Hello and welcome to our weekly education news roundup.
DeVos “presses pause” on for-profit college regulation
Two weeks ago we reported that Education Secretary Betsy DeVos was rolling back a rule intended to rein in for-profit colleges, called “gainful employment.” On Friday she took a further step back.
On July 1, colleges were supposed to begin disclosing information about program performance to students in their marketing materials. They now have an extra year to comply.
“Once fully implemented, the current rules would unfairly and arbitrarily limit students’ ability to pursue certain types of higher education and career training programs,” DeVos said in a statement.
As we reported on the details of the rule:
“Colleges and universities were to be evaluated based on how many graduates are able to pay back their loans. The logic being, if too many students end up with low incomes and high debt, the program is not offering good value for money. Programs that consistently failed the test were supposed to lose access to federal student-aid dollars.”
The New York Times noted recently that evidence suggests gainful employment had been working as advertised, in that colleges are voluntarily shutting down the programs that provide the worst return on investment.
New voucher report cards for Indiana, Louisiana
This Monday, NPR Ed took an early look at two important new studies of students who use vouchers.
A handful of recent studies had shown student achievement plummeting when kids left public schools for private ones using vouchers.

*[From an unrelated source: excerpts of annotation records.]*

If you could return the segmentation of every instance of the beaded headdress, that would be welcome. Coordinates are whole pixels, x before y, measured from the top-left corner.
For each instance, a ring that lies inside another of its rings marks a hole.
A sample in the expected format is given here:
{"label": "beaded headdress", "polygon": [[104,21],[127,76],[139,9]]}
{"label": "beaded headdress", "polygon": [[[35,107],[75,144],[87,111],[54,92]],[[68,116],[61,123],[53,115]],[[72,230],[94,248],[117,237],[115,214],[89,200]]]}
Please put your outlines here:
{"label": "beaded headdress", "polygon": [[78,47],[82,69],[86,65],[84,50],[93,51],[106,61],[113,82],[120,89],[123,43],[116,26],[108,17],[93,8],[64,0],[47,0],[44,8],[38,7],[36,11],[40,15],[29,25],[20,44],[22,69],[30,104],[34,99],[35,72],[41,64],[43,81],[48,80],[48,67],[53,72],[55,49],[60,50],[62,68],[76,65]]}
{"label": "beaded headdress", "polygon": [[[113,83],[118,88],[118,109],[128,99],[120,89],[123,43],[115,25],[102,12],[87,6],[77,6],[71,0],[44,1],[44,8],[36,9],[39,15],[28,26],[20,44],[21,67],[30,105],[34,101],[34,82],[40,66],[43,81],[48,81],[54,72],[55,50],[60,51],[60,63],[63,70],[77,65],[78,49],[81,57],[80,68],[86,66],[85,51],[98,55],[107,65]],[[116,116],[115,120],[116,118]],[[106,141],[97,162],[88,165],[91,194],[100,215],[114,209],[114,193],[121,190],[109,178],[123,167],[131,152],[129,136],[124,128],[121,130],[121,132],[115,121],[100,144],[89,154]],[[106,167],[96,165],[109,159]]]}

These two studies each showed an eventual rebound for students who stayed at the private schools for at least three years in Louisiana and at least four years in Indiana.
Various groups of students ended up a little ahead in English. In Louisiana, students who came to private schools in lower grades were still behind in math.
Supreme Court case has implications for private school choice
Speaking of vouchers, a toddlers’ playground in Columbia, Mo., may have become a historic site in the effort to expand school voucher programs. That’s because the Supreme Court ruled this week that Trinity Lutheran Child Learning Center could not be excluded from using tax dollars to resurface its play area, just because the school has a religious affiliation.
As Nina Totenberg wrote for NPR:
“School choice advocates rejoiced at the decision, seeing it as a vehicle for funneling taxpayer money to private religious schools.”
Meanwhile, Justice Sonia Sotomayor spoke in dissent, calling the decision “radical,” because it “profoundly changes” the relationship between church and state “by holding, for the first time, that the Constitution requires the government to provide public funds directly to a church.””
Tax credit scholarships are not tax money, rules Georgia’s Supreme Court
Notwithstanding the ruling from Washington, 38 states have so-called “Blaine Amendments” to their constitutions that specifically prohibit directing public money to private religious schools and thus stand in the way of regular voucher programs. A workaround, though, has emerged in 17 states, called a “tax credit scholarship.” Individuals and businesses donate money to a private scholarship fund and receive a tax credit for up to 100 percent of each dollar they give. (In some cases, as we’ve reported, they can actually make money on the donation). President Trump has praised tax credit scholarship programs in Florida and elsewhere.
Well, the Georgia Supreme Court just ruled that this workaround is legally protected, in the Peach State anyway. Tax credit scholarship donations are not considered public funds because they never touch the treasury, even though Georgia taxpayers reduce their tax bills by a dollar for every dollar they donate. Thus, they don’t violate the state’s Blaine Amendment, the court held.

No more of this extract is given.